As a multimillion dollar company, ACT would be expected to have a stronger crisis management plan than what they are currently doing, which seems to be flying by the seat of their pants and screwing students over in the process.

Junior Vinay Joshi, whose July test was cancelled the morning of, agreed ACT’s poor decision making negatively impacted tests. “I recognize the importance of the test as a major factor in the admissions process, so I studied for several hours for the test,” mentioned Joshi. “This was a huge waste of time, and I was disappointed when I studied for 20 plus hours just for it to be cancelled. The amount of time wasted was the worst impact on me.”

After nearly 6 months, ACT has failed to do much besides adding two new dates to both September and October and suggesting underclassmen “be a buddy to fellow seniors” and wait to register until December and spring dates. This announcement came after many seniors expressed their indignation as seats filled with younger testers.

Testing difficulties did not stop at the registration process, as several students discovered their test site location had changed only days before the test when they went to print their admission ticket. For some students, like senior Morgan Sorenson and myself, the new test center was hours away.
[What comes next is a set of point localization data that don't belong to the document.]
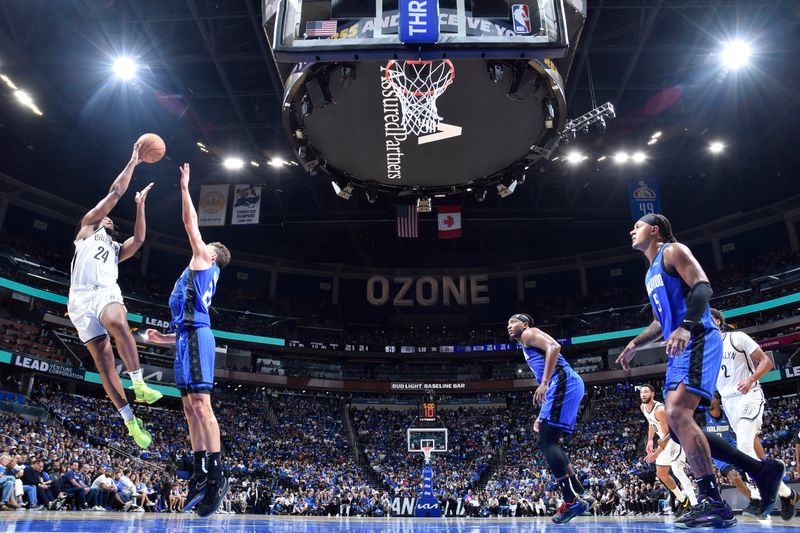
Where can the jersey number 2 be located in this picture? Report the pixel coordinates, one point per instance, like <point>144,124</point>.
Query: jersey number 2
<point>209,293</point>
<point>102,254</point>
<point>658,304</point>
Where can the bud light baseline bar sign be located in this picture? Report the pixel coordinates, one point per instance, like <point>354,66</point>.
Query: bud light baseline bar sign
<point>419,21</point>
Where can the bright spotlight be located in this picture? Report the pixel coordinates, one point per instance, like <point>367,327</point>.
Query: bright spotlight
<point>233,163</point>
<point>23,98</point>
<point>716,147</point>
<point>573,158</point>
<point>621,157</point>
<point>736,54</point>
<point>125,68</point>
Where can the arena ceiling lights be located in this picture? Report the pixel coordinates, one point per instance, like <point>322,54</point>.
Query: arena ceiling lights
<point>233,163</point>
<point>736,54</point>
<point>716,147</point>
<point>125,68</point>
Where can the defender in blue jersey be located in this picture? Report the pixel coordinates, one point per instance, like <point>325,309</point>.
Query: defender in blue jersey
<point>194,357</point>
<point>717,423</point>
<point>679,292</point>
<point>559,393</point>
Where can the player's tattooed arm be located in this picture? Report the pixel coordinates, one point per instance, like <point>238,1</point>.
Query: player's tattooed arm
<point>650,333</point>
<point>536,338</point>
<point>156,337</point>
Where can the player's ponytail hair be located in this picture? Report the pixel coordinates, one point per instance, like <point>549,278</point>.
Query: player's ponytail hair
<point>665,228</point>
<point>716,314</point>
<point>647,385</point>
<point>663,225</point>
<point>223,254</point>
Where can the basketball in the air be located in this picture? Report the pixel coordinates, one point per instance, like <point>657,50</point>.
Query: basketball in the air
<point>151,148</point>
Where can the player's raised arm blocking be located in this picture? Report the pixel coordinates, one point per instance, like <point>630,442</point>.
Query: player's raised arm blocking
<point>201,259</point>
<point>115,192</point>
<point>132,244</point>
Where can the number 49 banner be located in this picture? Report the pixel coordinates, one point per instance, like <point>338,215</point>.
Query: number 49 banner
<point>645,197</point>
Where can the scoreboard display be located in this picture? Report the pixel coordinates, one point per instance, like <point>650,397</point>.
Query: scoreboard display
<point>427,411</point>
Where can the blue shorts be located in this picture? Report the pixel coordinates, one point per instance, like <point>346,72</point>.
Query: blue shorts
<point>194,360</point>
<point>563,398</point>
<point>698,367</point>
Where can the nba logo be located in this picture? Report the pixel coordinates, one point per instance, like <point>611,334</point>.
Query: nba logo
<point>521,17</point>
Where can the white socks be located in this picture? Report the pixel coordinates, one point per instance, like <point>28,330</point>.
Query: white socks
<point>678,494</point>
<point>127,413</point>
<point>685,482</point>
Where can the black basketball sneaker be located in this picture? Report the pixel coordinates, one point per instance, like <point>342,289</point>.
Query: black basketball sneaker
<point>215,493</point>
<point>197,490</point>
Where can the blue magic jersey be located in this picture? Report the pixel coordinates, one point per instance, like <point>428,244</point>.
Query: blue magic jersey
<point>666,295</point>
<point>720,427</point>
<point>535,359</point>
<point>191,297</point>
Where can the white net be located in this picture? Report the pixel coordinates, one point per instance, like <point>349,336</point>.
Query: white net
<point>417,85</point>
<point>426,452</point>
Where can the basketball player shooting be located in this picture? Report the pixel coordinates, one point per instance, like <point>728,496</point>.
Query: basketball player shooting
<point>694,347</point>
<point>95,303</point>
<point>189,303</point>
<point>559,393</point>
<point>668,454</point>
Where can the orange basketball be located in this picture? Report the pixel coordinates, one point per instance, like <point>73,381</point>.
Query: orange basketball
<point>151,148</point>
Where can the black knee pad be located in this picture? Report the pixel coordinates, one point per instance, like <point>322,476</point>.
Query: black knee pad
<point>674,435</point>
<point>547,441</point>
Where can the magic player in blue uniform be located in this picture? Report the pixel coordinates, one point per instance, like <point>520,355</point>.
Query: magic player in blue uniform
<point>679,292</point>
<point>717,423</point>
<point>559,393</point>
<point>194,357</point>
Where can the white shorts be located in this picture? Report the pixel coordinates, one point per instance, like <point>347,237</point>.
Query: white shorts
<point>85,307</point>
<point>672,452</point>
<point>744,407</point>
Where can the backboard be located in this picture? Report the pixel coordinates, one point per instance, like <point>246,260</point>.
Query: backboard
<point>340,30</point>
<point>419,437</point>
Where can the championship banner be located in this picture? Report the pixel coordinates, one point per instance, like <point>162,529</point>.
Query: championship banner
<point>212,205</point>
<point>645,198</point>
<point>246,204</point>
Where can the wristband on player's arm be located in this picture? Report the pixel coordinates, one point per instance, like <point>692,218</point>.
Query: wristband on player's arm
<point>696,304</point>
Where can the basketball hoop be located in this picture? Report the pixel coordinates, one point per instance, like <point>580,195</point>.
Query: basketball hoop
<point>426,452</point>
<point>417,85</point>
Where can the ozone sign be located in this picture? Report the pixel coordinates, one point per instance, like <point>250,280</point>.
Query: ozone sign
<point>428,291</point>
<point>419,21</point>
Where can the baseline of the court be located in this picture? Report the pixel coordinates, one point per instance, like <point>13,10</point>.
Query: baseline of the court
<point>29,522</point>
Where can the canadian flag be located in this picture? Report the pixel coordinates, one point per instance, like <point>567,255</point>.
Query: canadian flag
<point>449,221</point>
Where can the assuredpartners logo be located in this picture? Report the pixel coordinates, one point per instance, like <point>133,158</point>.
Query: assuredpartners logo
<point>393,130</point>
<point>409,90</point>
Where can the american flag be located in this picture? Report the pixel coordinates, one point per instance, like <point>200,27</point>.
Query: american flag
<point>320,28</point>
<point>407,221</point>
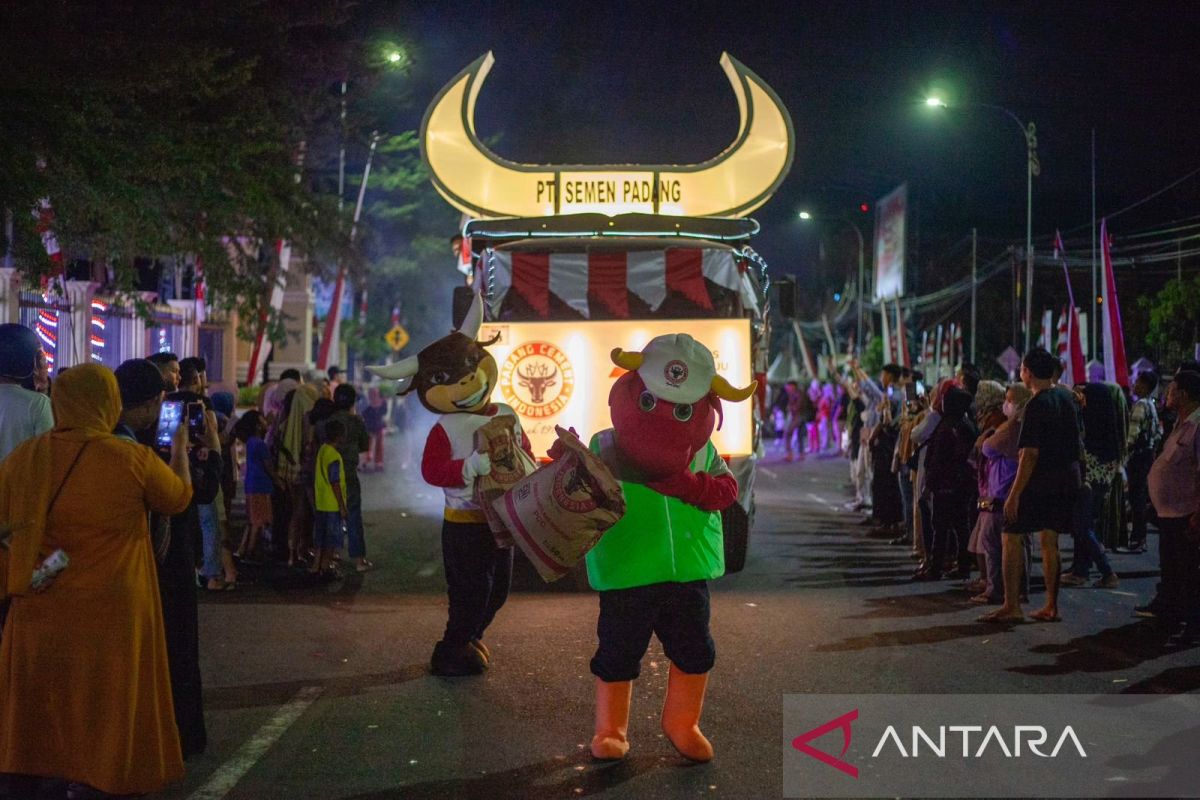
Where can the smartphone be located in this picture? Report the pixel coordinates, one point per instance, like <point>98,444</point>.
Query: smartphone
<point>169,419</point>
<point>196,421</point>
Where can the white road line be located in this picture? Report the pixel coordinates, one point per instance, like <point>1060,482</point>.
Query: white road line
<point>820,500</point>
<point>232,771</point>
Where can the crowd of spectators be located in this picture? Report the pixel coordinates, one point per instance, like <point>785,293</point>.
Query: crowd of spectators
<point>969,474</point>
<point>103,654</point>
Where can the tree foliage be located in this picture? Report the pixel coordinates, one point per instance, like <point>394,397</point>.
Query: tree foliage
<point>169,128</point>
<point>1174,318</point>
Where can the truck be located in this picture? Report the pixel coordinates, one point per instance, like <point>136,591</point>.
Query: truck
<point>561,292</point>
<point>576,259</point>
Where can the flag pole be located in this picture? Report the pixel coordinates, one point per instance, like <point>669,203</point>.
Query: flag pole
<point>1091,304</point>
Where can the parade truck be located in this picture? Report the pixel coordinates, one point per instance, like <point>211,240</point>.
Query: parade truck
<point>561,293</point>
<point>574,260</point>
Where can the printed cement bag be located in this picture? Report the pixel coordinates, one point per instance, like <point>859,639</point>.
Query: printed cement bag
<point>510,463</point>
<point>558,513</point>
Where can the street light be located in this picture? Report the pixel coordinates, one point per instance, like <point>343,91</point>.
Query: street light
<point>1032,167</point>
<point>807,216</point>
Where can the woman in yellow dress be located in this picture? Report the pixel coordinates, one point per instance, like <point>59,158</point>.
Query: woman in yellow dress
<point>84,685</point>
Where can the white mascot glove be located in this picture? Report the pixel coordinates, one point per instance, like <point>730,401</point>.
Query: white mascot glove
<point>475,465</point>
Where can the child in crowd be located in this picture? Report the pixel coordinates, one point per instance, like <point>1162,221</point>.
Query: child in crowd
<point>329,495</point>
<point>261,480</point>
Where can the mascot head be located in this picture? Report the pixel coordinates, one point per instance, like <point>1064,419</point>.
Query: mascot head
<point>665,408</point>
<point>453,376</point>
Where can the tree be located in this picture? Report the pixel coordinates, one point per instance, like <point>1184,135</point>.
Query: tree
<point>1174,318</point>
<point>171,128</point>
<point>406,250</point>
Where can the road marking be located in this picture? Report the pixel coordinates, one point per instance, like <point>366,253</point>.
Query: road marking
<point>227,776</point>
<point>819,499</point>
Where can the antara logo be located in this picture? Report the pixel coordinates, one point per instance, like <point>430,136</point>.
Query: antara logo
<point>1030,737</point>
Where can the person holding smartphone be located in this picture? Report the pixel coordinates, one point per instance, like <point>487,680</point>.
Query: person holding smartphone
<point>87,679</point>
<point>177,535</point>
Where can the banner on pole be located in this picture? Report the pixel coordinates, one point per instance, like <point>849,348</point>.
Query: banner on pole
<point>891,216</point>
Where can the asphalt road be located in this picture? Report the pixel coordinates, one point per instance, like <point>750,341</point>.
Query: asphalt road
<point>323,692</point>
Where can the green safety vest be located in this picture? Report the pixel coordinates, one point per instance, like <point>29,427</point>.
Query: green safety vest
<point>660,539</point>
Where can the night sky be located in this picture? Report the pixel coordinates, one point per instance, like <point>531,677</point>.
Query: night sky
<point>611,83</point>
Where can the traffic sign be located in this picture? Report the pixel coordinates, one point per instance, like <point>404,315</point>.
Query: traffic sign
<point>397,337</point>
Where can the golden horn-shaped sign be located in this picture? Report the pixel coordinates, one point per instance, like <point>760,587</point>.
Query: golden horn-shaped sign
<point>723,389</point>
<point>480,184</point>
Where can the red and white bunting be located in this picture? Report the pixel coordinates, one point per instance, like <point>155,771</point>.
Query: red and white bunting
<point>607,277</point>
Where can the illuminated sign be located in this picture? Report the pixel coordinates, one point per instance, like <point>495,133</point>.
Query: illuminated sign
<point>559,373</point>
<point>480,184</point>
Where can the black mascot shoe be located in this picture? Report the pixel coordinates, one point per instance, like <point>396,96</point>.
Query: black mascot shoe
<point>451,661</point>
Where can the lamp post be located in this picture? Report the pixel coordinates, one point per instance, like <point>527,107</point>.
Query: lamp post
<point>807,216</point>
<point>1032,167</point>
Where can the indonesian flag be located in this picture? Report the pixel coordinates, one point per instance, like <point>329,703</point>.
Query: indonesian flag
<point>1048,330</point>
<point>901,337</point>
<point>1116,370</point>
<point>947,350</point>
<point>45,216</point>
<point>262,343</point>
<point>1075,371</point>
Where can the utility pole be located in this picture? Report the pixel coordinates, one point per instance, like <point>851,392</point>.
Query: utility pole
<point>975,289</point>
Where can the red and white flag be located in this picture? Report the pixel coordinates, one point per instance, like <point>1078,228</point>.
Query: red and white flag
<point>1075,371</point>
<point>1116,370</point>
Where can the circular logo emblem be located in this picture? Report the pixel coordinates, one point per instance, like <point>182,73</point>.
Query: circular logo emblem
<point>676,372</point>
<point>537,380</point>
<point>571,491</point>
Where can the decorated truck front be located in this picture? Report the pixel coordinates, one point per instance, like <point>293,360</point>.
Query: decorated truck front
<point>558,304</point>
<point>576,259</point>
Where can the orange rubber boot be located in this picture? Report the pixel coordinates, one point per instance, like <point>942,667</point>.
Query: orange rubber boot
<point>612,720</point>
<point>681,715</point>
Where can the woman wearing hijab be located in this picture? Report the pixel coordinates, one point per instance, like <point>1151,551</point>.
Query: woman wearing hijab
<point>84,683</point>
<point>295,467</point>
<point>999,453</point>
<point>989,415</point>
<point>951,486</point>
<point>1104,434</point>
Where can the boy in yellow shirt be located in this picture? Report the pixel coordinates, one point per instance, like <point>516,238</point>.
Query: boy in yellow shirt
<point>329,492</point>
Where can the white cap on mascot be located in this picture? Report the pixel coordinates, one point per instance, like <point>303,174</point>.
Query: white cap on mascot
<point>679,370</point>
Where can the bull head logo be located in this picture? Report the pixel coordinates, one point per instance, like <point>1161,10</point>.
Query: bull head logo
<point>733,184</point>
<point>538,378</point>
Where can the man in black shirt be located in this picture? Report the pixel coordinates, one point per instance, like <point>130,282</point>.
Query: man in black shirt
<point>1048,477</point>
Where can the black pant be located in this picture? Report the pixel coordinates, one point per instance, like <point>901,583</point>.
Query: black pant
<point>479,576</point>
<point>1179,590</point>
<point>1138,470</point>
<point>951,531</point>
<point>675,612</point>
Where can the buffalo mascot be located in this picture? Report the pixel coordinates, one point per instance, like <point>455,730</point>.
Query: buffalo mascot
<point>454,378</point>
<point>652,569</point>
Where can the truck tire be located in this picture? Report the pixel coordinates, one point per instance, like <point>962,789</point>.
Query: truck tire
<point>737,524</point>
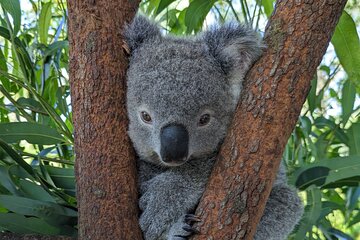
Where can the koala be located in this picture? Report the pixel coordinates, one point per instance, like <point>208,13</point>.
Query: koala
<point>181,96</point>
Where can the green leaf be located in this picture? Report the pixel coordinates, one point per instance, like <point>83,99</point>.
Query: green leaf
<point>353,133</point>
<point>312,176</point>
<point>31,104</point>
<point>31,132</point>
<point>44,22</point>
<point>325,172</point>
<point>268,7</point>
<point>355,220</point>
<point>31,207</point>
<point>13,7</point>
<point>347,100</point>
<point>24,225</point>
<point>6,181</point>
<point>196,14</point>
<point>162,5</point>
<point>35,191</point>
<point>17,158</point>
<point>347,47</point>
<point>3,67</point>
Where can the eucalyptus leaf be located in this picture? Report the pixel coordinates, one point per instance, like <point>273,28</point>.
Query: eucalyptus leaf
<point>347,47</point>
<point>162,5</point>
<point>13,7</point>
<point>196,14</point>
<point>44,21</point>
<point>31,132</point>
With only a few days notice and no email or phone call notifying them of these potentially significant changes, what are students supposed to do?

While some students may be able to adapt to this situation, changes like these can drastically disadvantage students who are unable to travel hours to get to the testing center. For Sorenson, this leads to her potentially losing out on scholarships for college. “I had to cancel my test and won’t be able to take my test until October,” Sorenson noted. “This poses many setbacks and stress. Although I am already in [a] college, I have to wait significantly longer to begin applying for scholarships, which puts me at a disadvantage.”

Not only has ACT made several substantial changes to testers’ plans without notifying them, ACT has been essentially unreachable for guidance counselors, parents and testers who are attempting to navigate through these changes and attempt to correct them, if at all possible.

But, for ACT, their poor management of this entire situation has had little effect on the number of students wanting to test.

Despite numerous colleges and universities having announced they would be “test-optional” for at least this fall’s admission cycle, the ACT recognizes that students will still continue to test, whether they need the scores for scholarships, financial aid or simply to make themselves stand out as stronger applicants in what is expected to be a viciously competitive application cycle.

Even though ACT holds the position of power in this situation, they must come to realize they have left countless students at a disadvantage–which could potentially be detrimental to their secondary education plans. It also poses the ethics of charging students upwards of $46 to test, only to screw them over days before the test is expected to take place.

As ACT continues to disadvantage and outrage students across the nation, students plead: get it together, ACT.